A Torque on Conventional Magnetic Wisdom
July 23, 2019 | University of Illinois College of EngineeringEstimated reading time: 7 minutes
Physicists at the University of Illinois at Urbana-Champaign have observed a magnetic phenomenon called the "anomalous spin-orbit torque" (ASOT) for the first time. Professor Virginia Lorenz and graduate student Wenrui Wang, now graduated and employed as an industry scientist, made this observation, demonstrating that there exists competition between what is known as spin-orbit coupling and the alignment of an electron spin to the magnetization. This can be thought of as analogous to the anomalous Hall effect (AHE).

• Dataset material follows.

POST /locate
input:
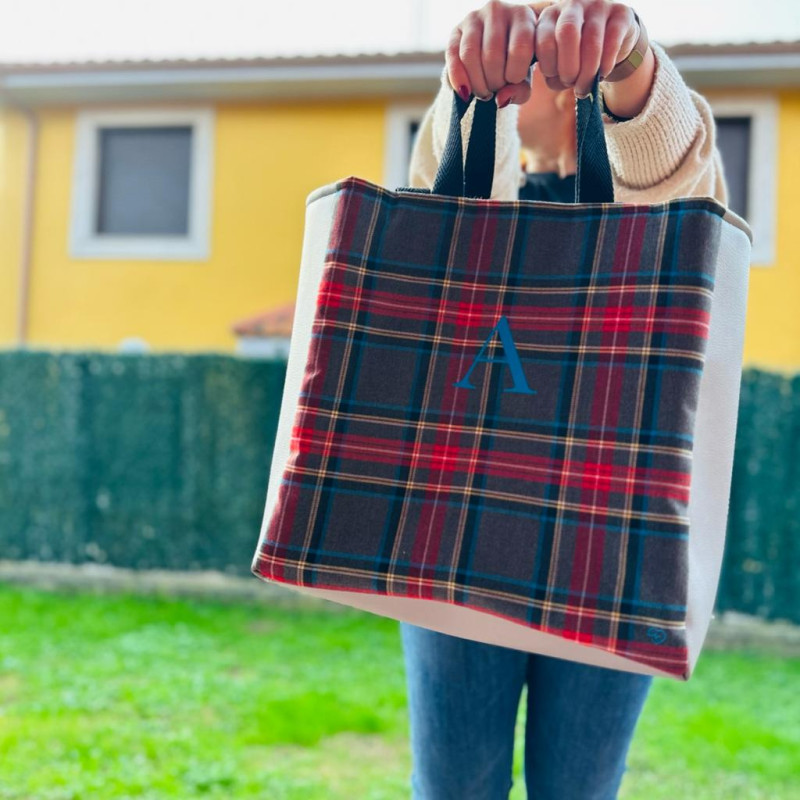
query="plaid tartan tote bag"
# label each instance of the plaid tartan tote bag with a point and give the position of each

For a long time now, physicists have known about interesting phenomena such as the AHE in which spins of a certain species accumulate on a film edge. Their accumulations are detectable with electric measurements. This type of experiment requires the magnetization of the film to point perpendicular to the plane of the film. In fact, the Hall effect and similar experiments such as the AHE in the past all use an applied magnetic field (for non-magnetic samples) or the magnetization of the film (for magnetic samples), always perpendicular to the plane of the film.
Effects like the AHE had not been found for magnetizations that point in-plane, until now.
By taking advantage of the magneto-optic Kerr effect (MOKE), which can probe the magnetization near the surface of a magnetic sample, Wang and Lorenz demonstrated that an electrical current modifies the magnetization near the surface of a ferromagnetic sample to point in a direction different from the magnetization of the interior of the sample. It is not necessarily strange that the magnetization near the surface can differ from that in the interior, as evidenced by previous experiments in spin-orbit torque. However, the Illinois researchers used a purely ferromagnetic film, whereas past experiments in spin-orbit torque combined ferromagnets with metals that have a property called "spin-orbit coupling."
This discovery has implications for energy-efficient magnetic-memory technology.
Magnetism & conventional spin-orbit torque
Magnetism is ubiquitous--we use it every day, for example, to stick papers to a refrigerator door or to ensure that our phone chargers do not detach prematurely.
Microscopically, magnetism arises from a collection of electrons, which all have a property known as spin. Spin is one source of angular momentum for electrons and its "movement" can be likened to how toy tops spin--though in actuality, in quantum mechanics, the motion of spin does not resemble anything in classical mechanics. For electrons, spin comes in two species, formally called up spin and down spin. Depending on how the spins collectively point, a material might be ferromagnetic, having neighboring electron spins all pointing in the same direction, or antiferromagnetic, having neighboring electron spins pointing in opposite directions. These are just two of several types of magnetism.
But what happens when magnetism is combined with other phenomena such as spin-orbit coupling?
Lorenz notes, "There is an entire family of effects that are generated from simply running an electric current through a sample and having the spins separate. The anomalous Hall effect occurs in thin ferromagnetic films and is seen as the accumulation of spins on the edges of the sample. If the magnetization points out of the plane of the film--that is, perpendicular to the plane of the sample surface--and a current flows perpendicular to the magnetization, then accumulations of spins can be seen. But this happens only if the ferromagnetic film also has spin-orbit coupling."
Spin-orbit coupling causes the spin species--up or down--to move strictly in certain directions. As a simplistic model, from the point of view of electrons moving through a film, they can scatter to the left or right if something interrupts their movement. Interestingly, the spins are sorted based on the direction that an electron moves. If the left-scattered electrons have spin up, then the right-scattered electrons must have spin down and vice versa.
Ultimately, this leads to up spins accumulating on one edge of the film and down spins accumulating on the opposite edge.
Conventional spin-orbit torque (SOT) has been found in bilayer structures of a ferromagnetic film adjacent to a metal with spin-orbit coupling.
Lorenz points out, "In the past, this has always happened with two layers. You need not just a ferromagnet, but also some source for the spins to separate to induce a change in the ferromagnet itself."
If a current flows through the spin-orbit coupled metal, the up and down spins separate like in the AHE. One of those spin species will accumulate at the interface where the ferromagnet and the metal meet. The presence of those spins affects the magnetization in the ferromagnet near the interface by tilting the spins there.
Lorenz continues, "It was always assumed--or at least not investigated heavily--that we need these metals with a strong spin-orbit coupling to even see a change in the ferromagnet."
The results of Wang and Lorenz's experiment now directly challenge this assumption.